Leslie deVeau was lying in a pool of blood. "She was alert," the neighbor says. There were bloodstains on the walls where she had staggered after the gunshot wound.

The police were called. Then the news media arrived, setting up their lights and cameras on the well-manicured lawns. Neighbors gathered in knots on the street corner. Tony deVeau could not be found. He was playing tennis that night, he says.

At 10:20, unaware of what had happened, Tony deVeau arrived home. He looked at the cameras and said, "What's up, guys?" Then he took out his house keys and went to the front door. It was already open.

Leslie deVeau was taken to Washington Hospital Center. She told one of her neighbors that night in the hospital, "Here I go, dumping my ---- on you again." When her mother and sister arrived, she became hysterical. "I loved her," Leslie deVeau cried to her mother. "I loved her I loved her. Why didn't God want me?"

Aftermath

Classmates of Erin deVeau's held a bake sale and raised more than $100. They planted a cherry tree in Erin's memory on the Janney school grounds.
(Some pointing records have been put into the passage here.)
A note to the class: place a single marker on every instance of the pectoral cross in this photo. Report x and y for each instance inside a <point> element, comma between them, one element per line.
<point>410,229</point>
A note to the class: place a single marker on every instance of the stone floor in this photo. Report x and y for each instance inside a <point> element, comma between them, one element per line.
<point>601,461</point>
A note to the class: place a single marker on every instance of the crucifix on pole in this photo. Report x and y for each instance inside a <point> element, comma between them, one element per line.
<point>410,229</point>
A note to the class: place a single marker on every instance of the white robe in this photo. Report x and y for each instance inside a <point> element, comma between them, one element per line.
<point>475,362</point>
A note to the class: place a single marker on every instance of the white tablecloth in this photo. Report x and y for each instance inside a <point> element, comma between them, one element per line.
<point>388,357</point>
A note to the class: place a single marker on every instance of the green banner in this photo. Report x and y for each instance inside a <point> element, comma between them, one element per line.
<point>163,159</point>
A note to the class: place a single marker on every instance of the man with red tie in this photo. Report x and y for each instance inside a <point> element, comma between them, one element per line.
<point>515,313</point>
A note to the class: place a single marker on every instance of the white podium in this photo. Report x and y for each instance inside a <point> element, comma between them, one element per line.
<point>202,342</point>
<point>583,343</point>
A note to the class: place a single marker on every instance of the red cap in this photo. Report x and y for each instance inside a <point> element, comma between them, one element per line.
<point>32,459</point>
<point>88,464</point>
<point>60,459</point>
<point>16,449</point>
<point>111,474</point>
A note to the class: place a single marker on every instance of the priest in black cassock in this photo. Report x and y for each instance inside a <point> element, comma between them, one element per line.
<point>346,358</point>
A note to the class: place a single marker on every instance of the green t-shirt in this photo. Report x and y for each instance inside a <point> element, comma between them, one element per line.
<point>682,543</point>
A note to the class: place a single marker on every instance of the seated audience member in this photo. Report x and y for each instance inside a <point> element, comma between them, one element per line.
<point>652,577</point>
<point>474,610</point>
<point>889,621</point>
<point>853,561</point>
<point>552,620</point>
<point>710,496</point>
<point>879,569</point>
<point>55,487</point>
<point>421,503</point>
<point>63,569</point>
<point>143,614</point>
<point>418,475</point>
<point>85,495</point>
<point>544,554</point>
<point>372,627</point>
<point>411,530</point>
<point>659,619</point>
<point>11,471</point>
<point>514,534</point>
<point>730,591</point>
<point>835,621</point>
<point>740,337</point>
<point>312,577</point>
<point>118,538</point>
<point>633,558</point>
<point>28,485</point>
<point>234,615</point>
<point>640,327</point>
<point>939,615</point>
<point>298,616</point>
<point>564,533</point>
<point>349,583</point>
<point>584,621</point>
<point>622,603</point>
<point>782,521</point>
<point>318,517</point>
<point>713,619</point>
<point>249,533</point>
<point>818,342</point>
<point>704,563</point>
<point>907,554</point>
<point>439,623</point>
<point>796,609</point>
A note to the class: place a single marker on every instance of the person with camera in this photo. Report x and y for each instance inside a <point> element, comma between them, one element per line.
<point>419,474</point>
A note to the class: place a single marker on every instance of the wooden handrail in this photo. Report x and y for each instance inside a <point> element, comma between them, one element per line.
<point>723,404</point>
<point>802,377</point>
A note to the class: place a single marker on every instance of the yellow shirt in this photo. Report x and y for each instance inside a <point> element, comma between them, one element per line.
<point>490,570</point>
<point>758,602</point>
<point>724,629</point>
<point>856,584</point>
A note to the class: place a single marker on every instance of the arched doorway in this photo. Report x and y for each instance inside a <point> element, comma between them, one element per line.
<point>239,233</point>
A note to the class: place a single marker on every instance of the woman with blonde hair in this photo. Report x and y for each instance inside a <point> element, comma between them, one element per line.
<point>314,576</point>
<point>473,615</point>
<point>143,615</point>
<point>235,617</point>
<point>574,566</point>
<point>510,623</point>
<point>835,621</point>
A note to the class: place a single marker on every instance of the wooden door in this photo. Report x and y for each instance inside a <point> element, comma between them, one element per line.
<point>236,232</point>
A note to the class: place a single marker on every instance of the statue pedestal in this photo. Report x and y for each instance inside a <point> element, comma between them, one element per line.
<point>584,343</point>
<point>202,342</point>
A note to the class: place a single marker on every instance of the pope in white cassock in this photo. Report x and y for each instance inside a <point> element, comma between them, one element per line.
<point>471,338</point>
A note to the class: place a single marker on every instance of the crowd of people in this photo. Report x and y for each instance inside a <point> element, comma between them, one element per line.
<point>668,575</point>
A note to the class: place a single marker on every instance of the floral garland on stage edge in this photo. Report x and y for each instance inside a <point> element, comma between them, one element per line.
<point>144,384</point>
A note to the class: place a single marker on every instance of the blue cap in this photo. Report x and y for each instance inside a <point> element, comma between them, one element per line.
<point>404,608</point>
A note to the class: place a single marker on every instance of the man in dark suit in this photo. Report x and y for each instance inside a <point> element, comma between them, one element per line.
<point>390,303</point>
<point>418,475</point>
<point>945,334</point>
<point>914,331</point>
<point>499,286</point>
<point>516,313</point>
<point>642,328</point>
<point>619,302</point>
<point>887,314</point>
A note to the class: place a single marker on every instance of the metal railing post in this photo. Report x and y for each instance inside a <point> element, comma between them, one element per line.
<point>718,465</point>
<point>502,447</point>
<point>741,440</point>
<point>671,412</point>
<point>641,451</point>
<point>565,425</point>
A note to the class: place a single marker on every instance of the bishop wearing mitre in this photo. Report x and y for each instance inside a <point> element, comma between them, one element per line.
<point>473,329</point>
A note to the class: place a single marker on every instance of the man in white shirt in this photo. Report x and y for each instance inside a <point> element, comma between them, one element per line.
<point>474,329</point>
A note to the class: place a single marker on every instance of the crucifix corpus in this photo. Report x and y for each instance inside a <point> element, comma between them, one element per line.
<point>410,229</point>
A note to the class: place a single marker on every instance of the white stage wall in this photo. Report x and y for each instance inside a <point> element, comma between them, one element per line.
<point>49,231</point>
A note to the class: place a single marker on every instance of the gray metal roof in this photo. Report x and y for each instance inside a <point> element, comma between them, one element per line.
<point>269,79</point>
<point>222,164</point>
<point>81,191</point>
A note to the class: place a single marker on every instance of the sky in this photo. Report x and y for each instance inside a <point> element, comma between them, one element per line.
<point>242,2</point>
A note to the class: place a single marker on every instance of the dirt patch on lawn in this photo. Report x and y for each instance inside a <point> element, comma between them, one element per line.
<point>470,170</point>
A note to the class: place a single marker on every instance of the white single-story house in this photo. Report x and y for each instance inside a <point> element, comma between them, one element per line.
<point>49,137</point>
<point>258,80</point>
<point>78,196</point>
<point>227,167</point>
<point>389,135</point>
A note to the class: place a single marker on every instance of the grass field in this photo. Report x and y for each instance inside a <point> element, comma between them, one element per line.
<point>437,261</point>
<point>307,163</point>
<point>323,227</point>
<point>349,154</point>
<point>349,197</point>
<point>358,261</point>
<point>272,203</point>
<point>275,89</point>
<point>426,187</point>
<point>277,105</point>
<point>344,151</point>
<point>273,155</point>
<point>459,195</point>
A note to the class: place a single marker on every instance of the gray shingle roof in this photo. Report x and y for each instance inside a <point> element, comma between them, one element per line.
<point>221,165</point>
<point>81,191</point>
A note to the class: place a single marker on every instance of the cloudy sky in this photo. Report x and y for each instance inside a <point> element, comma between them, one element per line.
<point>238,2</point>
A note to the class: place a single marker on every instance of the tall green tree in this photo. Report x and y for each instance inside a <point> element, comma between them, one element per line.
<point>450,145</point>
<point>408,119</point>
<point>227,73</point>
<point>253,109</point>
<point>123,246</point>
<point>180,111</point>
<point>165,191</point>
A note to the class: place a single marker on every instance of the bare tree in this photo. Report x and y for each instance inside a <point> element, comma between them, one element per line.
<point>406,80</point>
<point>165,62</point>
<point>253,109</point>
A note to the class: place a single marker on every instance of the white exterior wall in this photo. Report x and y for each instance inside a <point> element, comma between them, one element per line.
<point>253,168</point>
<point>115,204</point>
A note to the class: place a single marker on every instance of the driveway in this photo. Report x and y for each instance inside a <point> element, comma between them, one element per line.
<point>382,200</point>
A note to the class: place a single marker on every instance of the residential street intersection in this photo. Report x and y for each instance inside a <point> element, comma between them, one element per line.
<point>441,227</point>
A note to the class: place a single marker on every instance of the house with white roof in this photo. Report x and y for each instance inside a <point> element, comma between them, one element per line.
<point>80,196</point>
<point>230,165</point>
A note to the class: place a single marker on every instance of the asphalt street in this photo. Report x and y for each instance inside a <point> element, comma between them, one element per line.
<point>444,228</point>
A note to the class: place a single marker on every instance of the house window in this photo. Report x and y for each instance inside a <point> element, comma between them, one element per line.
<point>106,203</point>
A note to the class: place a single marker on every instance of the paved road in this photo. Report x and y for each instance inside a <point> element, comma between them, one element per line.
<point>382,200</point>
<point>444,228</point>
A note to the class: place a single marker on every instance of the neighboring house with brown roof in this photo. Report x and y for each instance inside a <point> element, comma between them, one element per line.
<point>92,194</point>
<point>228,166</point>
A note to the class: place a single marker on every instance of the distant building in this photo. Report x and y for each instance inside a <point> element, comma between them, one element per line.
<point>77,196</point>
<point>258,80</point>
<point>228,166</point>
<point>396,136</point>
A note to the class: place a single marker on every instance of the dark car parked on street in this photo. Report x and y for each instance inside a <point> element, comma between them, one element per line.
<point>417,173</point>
Friends have visited Leslie deVeau in the hospital. They say she looks wonderful, that she jokes about her lost arm, that her eyes well with tears when she mentions her daughter's name. Her defense is being handled by the Public Defender's Office, which is awaiting the outcome of a grand jury investigation. If indicted, she is expected to plead not guilty by reason of insanity.
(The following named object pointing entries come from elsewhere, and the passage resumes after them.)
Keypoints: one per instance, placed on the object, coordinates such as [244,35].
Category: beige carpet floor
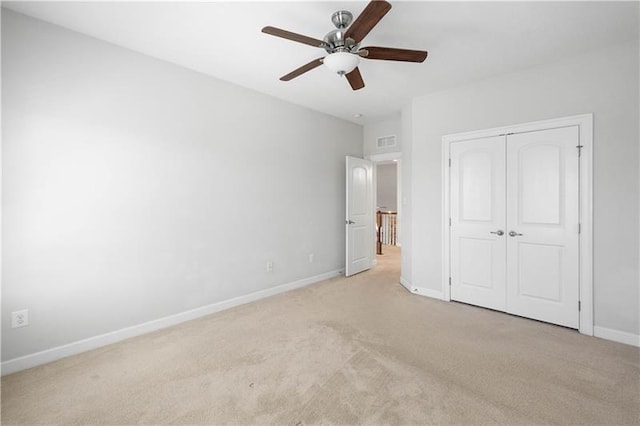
[360,350]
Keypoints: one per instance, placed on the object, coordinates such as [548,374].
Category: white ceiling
[466,41]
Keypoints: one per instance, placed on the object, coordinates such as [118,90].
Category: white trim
[433,294]
[585,124]
[53,354]
[388,156]
[405,283]
[617,335]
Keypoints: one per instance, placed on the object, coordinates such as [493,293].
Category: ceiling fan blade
[299,71]
[355,79]
[393,54]
[370,16]
[293,36]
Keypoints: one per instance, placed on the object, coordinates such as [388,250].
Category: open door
[359,216]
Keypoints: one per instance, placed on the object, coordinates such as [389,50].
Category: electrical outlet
[20,318]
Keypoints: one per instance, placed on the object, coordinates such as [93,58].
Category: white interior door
[359,216]
[542,222]
[477,228]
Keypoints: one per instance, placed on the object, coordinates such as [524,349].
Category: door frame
[585,237]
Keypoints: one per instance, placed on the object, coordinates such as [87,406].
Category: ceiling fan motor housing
[335,40]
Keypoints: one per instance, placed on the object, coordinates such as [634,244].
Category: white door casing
[359,215]
[559,234]
[542,221]
[477,222]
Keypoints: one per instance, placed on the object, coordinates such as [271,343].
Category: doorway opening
[387,209]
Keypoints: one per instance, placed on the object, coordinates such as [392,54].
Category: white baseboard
[434,294]
[406,284]
[616,335]
[53,354]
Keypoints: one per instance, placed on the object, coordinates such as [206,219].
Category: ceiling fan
[343,44]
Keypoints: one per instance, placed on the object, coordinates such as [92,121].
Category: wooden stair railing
[386,229]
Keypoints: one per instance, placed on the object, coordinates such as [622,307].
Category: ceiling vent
[386,141]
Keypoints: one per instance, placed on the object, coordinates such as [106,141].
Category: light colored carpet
[359,350]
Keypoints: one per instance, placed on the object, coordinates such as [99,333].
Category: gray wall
[386,186]
[605,83]
[134,189]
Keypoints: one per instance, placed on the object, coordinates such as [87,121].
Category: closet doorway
[517,233]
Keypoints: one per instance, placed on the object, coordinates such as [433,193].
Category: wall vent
[387,141]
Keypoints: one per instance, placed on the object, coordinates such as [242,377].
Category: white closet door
[477,219]
[360,230]
[542,221]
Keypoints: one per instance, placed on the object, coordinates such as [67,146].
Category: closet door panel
[542,221]
[477,214]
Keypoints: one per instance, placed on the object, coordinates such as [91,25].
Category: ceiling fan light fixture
[341,62]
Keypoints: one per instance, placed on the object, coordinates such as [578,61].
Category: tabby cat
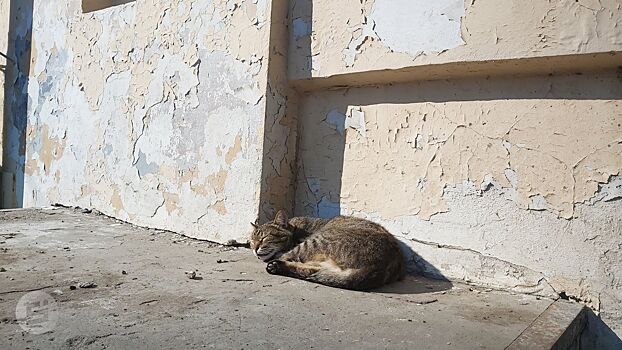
[344,252]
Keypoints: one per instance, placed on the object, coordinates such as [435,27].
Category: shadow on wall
[15,118]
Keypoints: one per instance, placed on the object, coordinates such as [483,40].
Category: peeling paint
[151,112]
[361,36]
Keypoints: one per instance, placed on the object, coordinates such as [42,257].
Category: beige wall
[485,134]
[339,37]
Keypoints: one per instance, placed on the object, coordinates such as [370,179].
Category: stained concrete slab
[143,298]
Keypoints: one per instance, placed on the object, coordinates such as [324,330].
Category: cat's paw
[274,267]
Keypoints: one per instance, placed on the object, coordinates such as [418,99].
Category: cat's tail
[359,279]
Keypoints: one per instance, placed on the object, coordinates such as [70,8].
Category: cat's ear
[281,219]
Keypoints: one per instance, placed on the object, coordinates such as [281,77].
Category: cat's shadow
[415,284]
[422,278]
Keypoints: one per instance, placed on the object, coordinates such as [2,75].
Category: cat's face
[272,239]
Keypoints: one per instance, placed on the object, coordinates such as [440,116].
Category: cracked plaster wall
[152,112]
[337,37]
[506,182]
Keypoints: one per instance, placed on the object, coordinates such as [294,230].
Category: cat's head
[270,240]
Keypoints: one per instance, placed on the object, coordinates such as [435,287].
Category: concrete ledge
[558,327]
[567,64]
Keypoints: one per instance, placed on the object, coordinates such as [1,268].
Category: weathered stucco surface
[338,37]
[152,112]
[508,182]
[497,158]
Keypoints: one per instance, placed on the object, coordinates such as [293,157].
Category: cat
[343,252]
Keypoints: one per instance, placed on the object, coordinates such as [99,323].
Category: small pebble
[87,285]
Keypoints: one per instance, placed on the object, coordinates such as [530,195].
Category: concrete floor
[144,299]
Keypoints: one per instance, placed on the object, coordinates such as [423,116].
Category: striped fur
[344,252]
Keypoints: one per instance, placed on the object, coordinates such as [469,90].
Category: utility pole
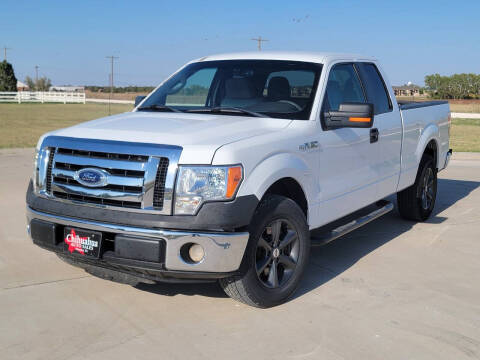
[5,52]
[259,41]
[36,75]
[112,58]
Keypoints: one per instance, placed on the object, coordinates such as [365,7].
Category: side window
[343,86]
[194,91]
[375,87]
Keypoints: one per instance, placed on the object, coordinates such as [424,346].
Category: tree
[8,81]
[42,84]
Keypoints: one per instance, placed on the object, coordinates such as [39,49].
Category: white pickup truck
[223,171]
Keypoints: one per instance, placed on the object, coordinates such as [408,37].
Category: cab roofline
[315,57]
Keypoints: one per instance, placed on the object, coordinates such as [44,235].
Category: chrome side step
[384,208]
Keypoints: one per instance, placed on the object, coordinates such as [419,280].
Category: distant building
[22,87]
[407,90]
[68,88]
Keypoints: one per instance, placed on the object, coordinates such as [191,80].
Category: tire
[272,266]
[417,201]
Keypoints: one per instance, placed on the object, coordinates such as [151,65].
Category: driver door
[347,175]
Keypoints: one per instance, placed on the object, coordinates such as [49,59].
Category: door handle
[373,135]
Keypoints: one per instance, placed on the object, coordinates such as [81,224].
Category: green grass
[465,135]
[22,124]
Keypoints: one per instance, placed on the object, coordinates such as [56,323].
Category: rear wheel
[276,255]
[417,201]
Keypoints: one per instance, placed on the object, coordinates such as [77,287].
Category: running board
[385,207]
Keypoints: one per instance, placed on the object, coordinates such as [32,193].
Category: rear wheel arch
[432,150]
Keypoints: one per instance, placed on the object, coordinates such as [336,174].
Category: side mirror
[354,115]
[139,99]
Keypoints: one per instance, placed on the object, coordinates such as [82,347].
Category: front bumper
[223,250]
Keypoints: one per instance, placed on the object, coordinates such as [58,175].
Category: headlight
[199,184]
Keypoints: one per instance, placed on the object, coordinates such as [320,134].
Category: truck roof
[315,57]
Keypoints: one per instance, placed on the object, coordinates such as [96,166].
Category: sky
[69,41]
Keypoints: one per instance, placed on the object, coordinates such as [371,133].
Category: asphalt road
[390,290]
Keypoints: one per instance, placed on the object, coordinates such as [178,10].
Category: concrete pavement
[390,290]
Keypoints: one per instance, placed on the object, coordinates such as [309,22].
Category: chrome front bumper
[223,250]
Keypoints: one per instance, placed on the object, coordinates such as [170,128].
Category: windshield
[279,89]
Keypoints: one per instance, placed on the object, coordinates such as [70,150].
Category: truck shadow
[332,259]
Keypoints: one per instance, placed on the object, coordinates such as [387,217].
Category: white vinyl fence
[43,97]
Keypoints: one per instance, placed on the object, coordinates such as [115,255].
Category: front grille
[103,155]
[130,178]
[49,171]
[96,200]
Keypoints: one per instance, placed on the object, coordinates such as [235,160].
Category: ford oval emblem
[92,177]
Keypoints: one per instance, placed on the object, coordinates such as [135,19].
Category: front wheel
[276,256]
[417,201]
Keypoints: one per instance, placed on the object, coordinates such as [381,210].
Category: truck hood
[200,135]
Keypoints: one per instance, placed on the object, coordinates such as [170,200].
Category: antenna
[5,52]
[112,58]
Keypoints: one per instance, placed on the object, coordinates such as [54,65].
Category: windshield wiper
[156,107]
[228,109]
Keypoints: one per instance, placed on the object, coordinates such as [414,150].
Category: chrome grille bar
[102,163]
[100,193]
[140,176]
[112,179]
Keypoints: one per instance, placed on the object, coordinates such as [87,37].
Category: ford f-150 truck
[222,172]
Tony deVeau says he does not regret keeping the shotgun in the house. "If that's what she was going to do, how could that contribute to the accident ? It was something she used. If I felt she was in a very depressed state, I would have moved it."

He said his wife could have committed suicide by hanging herself with a rope or "slit her wrists." "If she had been very depressed, I'd get it out pretty quick. This was not the case."

He says he is "shattered" by the death of his daughter. He has not been able to bring himself to enter her bedroom. He doesn't know the details of what happpened, and says he never wants to know. "I'm not even sure she Leslie knows. I have some ideas why she did it . I can't tell you because it might affect the case."

He says he's taking life one day at a time now, staying with friends, returning to work. Does he still love his wife? "I don't know," he says. "I have mixed emotions right now." He has not decided whether to file for divorce. Nor has he sought any professional help.

"I can see psychiatrists are for some people," he says. "But I have friends. I talk to my friends. I think that's better than going to a psychiatrist."